R.a.n.t. of week 12/02/12
What misgivings? Well, as indicated above, I'm not exactly the athletic type. And even if I were more fit, the drive to play somewhat alludes me. I was picked last in the 'school-yard pick-em' and the reason showed several times as I was playing, quite probably looking lost. At one point I remember thinking to myself, "I'm a poet, not a footballer". So that got me thinking. Can a poet be an athlete? I started to imagine a team playing football, comprised of poets. Here's how the game went in my mind:
* * * * *
"Hello, I'm Alex Flanagan. I'll be your sideline reporter for this first ever, poets football game. The players are on the field and the game is about to commence. Some might wonder why the game is so late at night. It seems most of the poets felt it was more 'poetic' this way. Number 12, Robert Browning, suggested this 'meeting at night'. Kick-off is about to begin and I'm joined by Pam Oliver who'll be interviewing a few of the players. Pam, I understand you are with Lewis Carroll, this teams quarterback."

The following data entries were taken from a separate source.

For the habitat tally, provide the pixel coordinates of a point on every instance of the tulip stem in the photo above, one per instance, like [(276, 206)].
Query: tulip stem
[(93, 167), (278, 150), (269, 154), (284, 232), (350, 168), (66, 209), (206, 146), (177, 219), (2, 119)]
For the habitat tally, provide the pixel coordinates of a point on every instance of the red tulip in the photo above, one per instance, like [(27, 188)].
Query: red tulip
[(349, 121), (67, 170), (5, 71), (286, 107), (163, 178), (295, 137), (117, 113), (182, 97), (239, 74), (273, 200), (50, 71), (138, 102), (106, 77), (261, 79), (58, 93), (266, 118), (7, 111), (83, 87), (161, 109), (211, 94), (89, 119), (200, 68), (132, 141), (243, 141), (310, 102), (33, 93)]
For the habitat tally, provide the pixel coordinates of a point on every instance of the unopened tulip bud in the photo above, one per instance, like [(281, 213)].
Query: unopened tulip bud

"Yes Alex, Now Lewis, what do you feel are your teams chances of winning this game?"
"Twas brillig, and the slithy toves."
"I've forgotten, he doesn't usually make much sense. Back to you Alex."
"The game is now under-way and the poets have received the ball first. John Keats is returning the ball, wait, what's he doing? He's stopped and staring ahead, he seems to be paralysed in place, pointing down field and mumbling. Can we hear what he's saying?"
"Tiger, Tiger burning bright!"
"He's taken down at the 15! This is not good field position for the poets. It's first down and looks like they are going to try a run play. It's handed off to Robert Frost who, yes he's actually made a first down. The defence assumed he was running a different route, but he tricked them all and took the one less traveled by. They are now in better field position, but can they do anything again? Lewis Carroll is hiking the ball."
"One two! One Two! And Through and Through, hike!"
"It's going to be a pass play. Stephen Crane is running down field as though he's pursuing the horizon. William Wordsworth is running all about the field. I'm not sure he knows what he's doing. He seems to be fluttering and dancing in the breeze. Here's the throw, it's to W.H.Davies but he's just standing there. He could have caught the ball but he didn't even try. He's now being ejected from the game. Pam, can you get a comment from him?"
"Davies, what happened out there?"
"What is life if full of care, we have no time to stand and stare."
"Thanks for that incite. Alex, back to you."
"Thanks Pam. The team is now sending in Emily Dickenson. Earlier, she felt the game was going to be a breeze and said, 'success is counted sweetest'. Seems she's very hopeful. It's second down and they are going for another run play. It's handed to Emily but she's turned from the defender and has started to run backwards. Oh no, she is taken down for a loss of ten yards. I think we can hear her on the field."
"How DREARY to be somebody!"
"She seems to be taking this very hard. It's third down now and they need to make a conversion here. But can they do it? Lewis Carroll hikes the ball again."
"Callooh! Callay! Hike!"
"The ball is passed to A.E.Houseman, he's running for the first down but.... oh no. He's taken down and it doesn't look like he's getting back up. He took a hard hit, I'm not sure he's going to be back in the game either. Pam, you are right there, how bad does it look."
"Alex, he seems to have taken quite a hit. He's slowly getting to his feet. The crowd is cheering, but he's hobbling to the sideline. Houseman, are you okay?"
"Miles around they'll say that I am quite myself again."
"There you have it, Houseman seems to think he'll be okay."
"It's now fourth down so the poets will have to kick the ball away. Edgar Allan Poe is kicking the ball and it's received by the other team. They are running down the field but no one is stopping them. Edgar Allan Poe is actually running off the field yelling 'Nevermore'. He's being followed by the rest of the poets. Why are they running off the field? Pam, Stephen ran past you. What was he shouting?"
"Incredibly Alex, he seems despondent. As do the rest of the poets. 'It is futile' he cried and ran on. It seems this poets football game has come to an early close. Back to you."
"I guess that just about does it for the first annual poets football game. It seems there will be no joy in Mudville tonight. On behalf of myself and Pam Oliver, have a good night."